2. Spiral configuration – each boundary segment has exactly one endpoint lying on another boundary segment, and none of the critical subsegments contain endpoints or intersections. Here the point p can be extended in all four directions. The authors devise two procedures to redistribute charge:

   • Procedure 1: If at least one corner of the internal rectangle can be rotated (i.e., a valid rotation exists at that corner), they perform the rotation, which lengthens one boundary segment and shortens another. They then move 1.5 units of charge from the configuration before rotation to the configuration after rotation, ensuring that both configurations assign at most 16.5 units to p.
   • Procedure 2: If no corner is rotatable but there exists an interior intersection on a boundary segment that can be rotated, they rotate that intersection, breaking the spiral structure. Again they transfer 1.5 units of charge, yielding the same 16.5 bound.

Each point p is charged at most once by either procedure, so the total charge assigned to all points is bounded by (16 + 2/3)·n. Since each point contributes two degree‑2 segments, the average charge per degree‑2 segment is at most 8 + 1/3. This translates to ˆd₂(P) ≥ n/(8 + 5/12).
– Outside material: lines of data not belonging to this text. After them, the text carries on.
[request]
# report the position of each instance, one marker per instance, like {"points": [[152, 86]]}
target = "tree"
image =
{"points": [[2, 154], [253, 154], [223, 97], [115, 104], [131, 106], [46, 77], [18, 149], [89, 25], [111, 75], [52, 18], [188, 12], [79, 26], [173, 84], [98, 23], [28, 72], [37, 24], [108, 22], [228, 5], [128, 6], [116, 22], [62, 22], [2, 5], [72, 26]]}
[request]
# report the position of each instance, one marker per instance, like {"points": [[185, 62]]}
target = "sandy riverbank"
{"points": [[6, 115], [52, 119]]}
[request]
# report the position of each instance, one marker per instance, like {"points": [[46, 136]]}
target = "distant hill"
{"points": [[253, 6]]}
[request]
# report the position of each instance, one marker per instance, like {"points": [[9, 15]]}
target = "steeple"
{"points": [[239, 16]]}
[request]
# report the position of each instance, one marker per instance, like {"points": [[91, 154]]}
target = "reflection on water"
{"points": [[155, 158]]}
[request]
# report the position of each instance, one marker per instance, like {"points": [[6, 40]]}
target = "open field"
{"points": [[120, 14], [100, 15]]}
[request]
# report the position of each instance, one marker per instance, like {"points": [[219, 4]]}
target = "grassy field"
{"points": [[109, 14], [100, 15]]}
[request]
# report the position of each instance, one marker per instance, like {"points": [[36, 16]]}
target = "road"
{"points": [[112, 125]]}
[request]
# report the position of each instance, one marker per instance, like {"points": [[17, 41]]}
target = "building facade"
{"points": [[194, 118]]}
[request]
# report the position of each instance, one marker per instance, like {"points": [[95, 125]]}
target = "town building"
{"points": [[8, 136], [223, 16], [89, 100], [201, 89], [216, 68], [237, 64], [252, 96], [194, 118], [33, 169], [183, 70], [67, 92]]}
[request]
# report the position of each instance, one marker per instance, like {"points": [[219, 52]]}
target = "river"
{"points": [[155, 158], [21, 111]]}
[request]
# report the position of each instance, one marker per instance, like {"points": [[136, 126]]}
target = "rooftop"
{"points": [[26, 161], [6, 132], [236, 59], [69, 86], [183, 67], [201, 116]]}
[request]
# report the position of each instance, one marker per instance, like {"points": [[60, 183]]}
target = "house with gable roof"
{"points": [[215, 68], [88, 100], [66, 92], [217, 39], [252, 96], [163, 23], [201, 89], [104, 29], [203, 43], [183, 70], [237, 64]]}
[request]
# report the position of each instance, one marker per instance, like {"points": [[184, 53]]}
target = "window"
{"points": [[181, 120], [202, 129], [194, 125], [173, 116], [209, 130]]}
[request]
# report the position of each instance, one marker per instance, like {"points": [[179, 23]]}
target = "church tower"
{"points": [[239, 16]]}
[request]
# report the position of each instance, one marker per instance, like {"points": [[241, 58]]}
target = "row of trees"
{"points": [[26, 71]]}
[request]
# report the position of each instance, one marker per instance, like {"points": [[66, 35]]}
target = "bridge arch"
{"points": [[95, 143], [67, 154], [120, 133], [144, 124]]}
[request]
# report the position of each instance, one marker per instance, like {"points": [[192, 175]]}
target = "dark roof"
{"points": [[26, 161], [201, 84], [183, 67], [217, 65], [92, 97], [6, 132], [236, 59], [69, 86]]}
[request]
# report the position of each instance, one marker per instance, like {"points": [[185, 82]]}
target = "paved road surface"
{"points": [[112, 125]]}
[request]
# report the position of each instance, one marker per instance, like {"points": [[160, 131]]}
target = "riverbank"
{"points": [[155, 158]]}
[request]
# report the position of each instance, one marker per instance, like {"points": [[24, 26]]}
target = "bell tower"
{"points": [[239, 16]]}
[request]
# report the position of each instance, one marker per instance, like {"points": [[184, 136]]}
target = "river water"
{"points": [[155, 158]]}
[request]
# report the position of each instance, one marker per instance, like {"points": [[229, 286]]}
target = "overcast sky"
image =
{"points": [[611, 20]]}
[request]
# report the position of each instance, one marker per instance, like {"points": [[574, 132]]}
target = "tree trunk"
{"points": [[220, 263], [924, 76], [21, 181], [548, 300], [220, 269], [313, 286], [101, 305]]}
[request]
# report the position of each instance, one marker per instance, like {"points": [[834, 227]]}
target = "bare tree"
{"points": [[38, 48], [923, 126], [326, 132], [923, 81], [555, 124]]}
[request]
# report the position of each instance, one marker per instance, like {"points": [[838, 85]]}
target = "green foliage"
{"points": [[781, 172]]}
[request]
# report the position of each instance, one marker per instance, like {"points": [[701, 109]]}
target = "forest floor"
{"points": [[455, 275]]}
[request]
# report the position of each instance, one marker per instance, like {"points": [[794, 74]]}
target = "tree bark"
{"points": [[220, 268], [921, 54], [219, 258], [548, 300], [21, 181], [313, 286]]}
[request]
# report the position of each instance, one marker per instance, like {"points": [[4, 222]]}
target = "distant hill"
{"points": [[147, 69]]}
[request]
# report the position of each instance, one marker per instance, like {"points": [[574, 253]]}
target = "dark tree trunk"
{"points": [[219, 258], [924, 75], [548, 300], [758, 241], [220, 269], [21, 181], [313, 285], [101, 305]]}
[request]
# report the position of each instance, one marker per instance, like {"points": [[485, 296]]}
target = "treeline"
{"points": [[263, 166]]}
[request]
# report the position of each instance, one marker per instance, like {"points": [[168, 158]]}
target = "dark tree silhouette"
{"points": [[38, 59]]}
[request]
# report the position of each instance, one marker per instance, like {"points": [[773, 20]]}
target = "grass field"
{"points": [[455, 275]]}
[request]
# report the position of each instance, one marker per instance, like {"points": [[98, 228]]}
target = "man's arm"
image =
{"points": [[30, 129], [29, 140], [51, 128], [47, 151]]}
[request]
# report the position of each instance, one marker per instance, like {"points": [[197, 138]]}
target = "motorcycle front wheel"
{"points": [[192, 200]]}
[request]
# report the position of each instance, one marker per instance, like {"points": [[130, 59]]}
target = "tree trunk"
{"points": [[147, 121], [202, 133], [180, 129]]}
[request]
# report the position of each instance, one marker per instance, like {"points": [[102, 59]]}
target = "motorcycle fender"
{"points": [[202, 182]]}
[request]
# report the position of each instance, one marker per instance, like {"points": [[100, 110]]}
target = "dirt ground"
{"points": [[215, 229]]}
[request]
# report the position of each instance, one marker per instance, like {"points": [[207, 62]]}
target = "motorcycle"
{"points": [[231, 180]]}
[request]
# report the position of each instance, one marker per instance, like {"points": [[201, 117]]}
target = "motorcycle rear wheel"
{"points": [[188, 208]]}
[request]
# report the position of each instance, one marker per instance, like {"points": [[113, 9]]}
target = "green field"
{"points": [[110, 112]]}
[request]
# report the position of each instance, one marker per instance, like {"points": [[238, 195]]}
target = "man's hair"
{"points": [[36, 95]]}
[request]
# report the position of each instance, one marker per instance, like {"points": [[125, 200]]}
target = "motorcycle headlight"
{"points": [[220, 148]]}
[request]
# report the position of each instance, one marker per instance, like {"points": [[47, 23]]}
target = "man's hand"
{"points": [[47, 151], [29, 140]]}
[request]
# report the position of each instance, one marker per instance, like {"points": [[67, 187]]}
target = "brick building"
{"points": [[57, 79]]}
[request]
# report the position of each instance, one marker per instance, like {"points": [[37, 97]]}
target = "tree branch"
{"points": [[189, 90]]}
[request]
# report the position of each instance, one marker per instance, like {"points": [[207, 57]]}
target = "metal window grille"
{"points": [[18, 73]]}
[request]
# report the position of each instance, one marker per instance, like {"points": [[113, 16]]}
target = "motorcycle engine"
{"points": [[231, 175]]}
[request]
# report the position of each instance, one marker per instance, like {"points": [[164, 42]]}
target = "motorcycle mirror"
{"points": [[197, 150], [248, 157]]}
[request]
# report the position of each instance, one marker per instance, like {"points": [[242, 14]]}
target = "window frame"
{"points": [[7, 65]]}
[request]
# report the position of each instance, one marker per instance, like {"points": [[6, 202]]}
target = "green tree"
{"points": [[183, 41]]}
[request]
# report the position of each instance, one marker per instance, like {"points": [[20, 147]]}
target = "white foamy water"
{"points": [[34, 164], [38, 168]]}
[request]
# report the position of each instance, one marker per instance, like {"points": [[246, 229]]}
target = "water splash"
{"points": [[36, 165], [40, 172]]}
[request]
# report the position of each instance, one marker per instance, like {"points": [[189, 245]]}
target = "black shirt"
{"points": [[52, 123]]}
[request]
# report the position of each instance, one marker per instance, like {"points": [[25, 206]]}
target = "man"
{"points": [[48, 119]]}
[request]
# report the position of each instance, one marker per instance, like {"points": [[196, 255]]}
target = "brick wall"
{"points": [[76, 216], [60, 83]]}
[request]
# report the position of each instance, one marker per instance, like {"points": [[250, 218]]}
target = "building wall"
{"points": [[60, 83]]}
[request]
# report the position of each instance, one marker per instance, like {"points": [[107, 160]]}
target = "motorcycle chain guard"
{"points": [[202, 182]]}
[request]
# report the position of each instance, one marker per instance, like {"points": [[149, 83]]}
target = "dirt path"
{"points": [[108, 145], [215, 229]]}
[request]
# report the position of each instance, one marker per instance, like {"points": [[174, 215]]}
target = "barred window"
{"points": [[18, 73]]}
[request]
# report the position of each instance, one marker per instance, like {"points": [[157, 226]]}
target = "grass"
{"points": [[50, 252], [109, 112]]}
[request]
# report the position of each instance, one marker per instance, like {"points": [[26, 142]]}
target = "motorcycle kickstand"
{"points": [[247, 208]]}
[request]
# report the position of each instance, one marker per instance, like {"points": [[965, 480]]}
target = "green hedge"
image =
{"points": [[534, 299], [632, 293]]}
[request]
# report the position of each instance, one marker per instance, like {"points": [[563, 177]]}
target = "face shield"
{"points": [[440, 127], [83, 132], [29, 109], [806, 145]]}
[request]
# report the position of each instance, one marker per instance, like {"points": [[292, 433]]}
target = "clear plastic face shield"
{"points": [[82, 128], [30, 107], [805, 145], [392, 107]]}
Plugging this improved lower bound on the average number of degree‑2 segments into Lemma 3.1 gives the recurrence rc(n) ≤ (16 + 5/6)·rc(n‑1), which solves to the main theorem:

Theorem. For every n, rc(n) ≤ (16 + 5/6)ⁿ.

Thus the paper improves the exponential base from 18 to approximately 16.833…, a significant step toward closing the gap with the known lower bound of 8ⁿ·n⁴.

The contribution is twofold: (i) a careful adaptation of the cross‑graph charging scheme to the setting of rectangulations, and (ii) a novel geometric analysis of “spiral” configurations that enables a finer redistribution of charge. The techniques may be applicable to other planar graph enumeration problems, such as counting triangulations, spanning trees, or non‑crossing matchings, where degree‑based charging arguments are useful.

In conclusion, the authors present a clean combinatorial proof that substantially tightens the known upper bound on the number of rectangulations of a planar point set, advancing the state of knowledge in combinatorial geometry and providing tools that could inspire further improvements or extensions to related enumeration problems.